The approved candidates for the June 17 vote included a powerful former president, Hashemi Rafsanjani, seen as a front-runner in the race. The others were former police chief Mohammad Bagher Qalibaf, former radio and television chief Ali Larijani, Tehran Mayor Mahmoud Ahmadinejad, a former parliamentary speaker, Mehdi Karroubi, and former head of the elite Revolutionary Guards Mohsen Rezaei. A former culture minister, Mostafa Moin, who was the sole candidate of Iran’s largest reformist party, the Islamic Iran Participation Front, was among those disqualified.
– Associated Press
WESTERN EUROPE
SOCIAL DEMOCRATS SUFFER STINGING STATE ELECTION LOSS
BERLIN – Chancellor Schroeder’s party called yesterday for national elections to be moved forward a year to this fall after it suffered a stinging electoral defeat in Germany’s most populous state, which the party had governed for almost four decades.
Mr. Schroeder’s Social Democrats won just 37% support yesterday in voting for North Rhine-Westphalia’s legislature, less than the 45% received by the conservative Christian Democrats, according to projections based on exit polls by ARD and ZDF television stations.
The center-left Social Democrats had run North Rhine-Westphalia, a western region of 18 million people that includes the industrial Ruhr Valley, since 1966. But a rise in unemployment and discontent over the chancellor’s efforts to trim the welfare state tested voters’ patience in the party’s traditional heartland.
“Unfortunately, there is no reason this evening for the Social Democrats to celebrate,” party chairman Franz Muentefering said in Berlin. He told ZDF television that he and Mr. Schroeder would propose to party members that national elections, which were expected in the second half of 2006, be advanced by a year.

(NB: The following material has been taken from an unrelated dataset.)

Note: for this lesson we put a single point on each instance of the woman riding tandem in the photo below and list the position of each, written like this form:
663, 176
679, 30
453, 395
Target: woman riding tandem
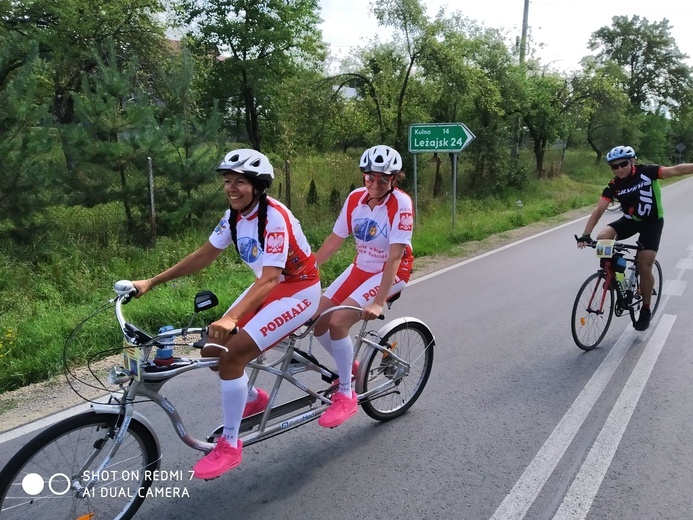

Besides the two main parties, the Greens, the Social Democrats’ partner in government, and the conservatives’ allies, the Free Democrats, each received 6%, according to ARD.
Christian Democratic leader Angela Merkel was jubilant at yesterday’s win. “The voters have given the Christian Democratic Union a sensational result today,” a beaming Ms. Merkel told reporters.
– Associated Press
EAST ASIA
NORTH KOREA CONFIRMS MEETING WITH AMERICANS
SEOUL, South Korea – North Korea yesterday confirmed that it had met with American officials this month, implying that its return to six-party talks on its nuclear program depended on “the U.S. side’s attitude.”
American officials said last week the two sides had met on May 13 in New York, characterizing the discussions as “working-level contacts.”
The cryptic statement from the North Korean Foreign Ministry said Pyongyang would continue to “closely watch the U.S. side’s attitude and will deliver its position when the time comes.” The statement was carried by North Korea’s official Korean Central News Agency.
The meeting, reportedly at the North Korean representative office at the United Nations, came as concerns mount that the reclusive regime is moving toward extracting weapons-grade plutonium and could be preparing for a nuclear test.
American, China, South Korea, Japan, and Russia are trying to persuade North Korea to return to six-nation talks on its nuclear weapons programs. The talks have been stalled since June.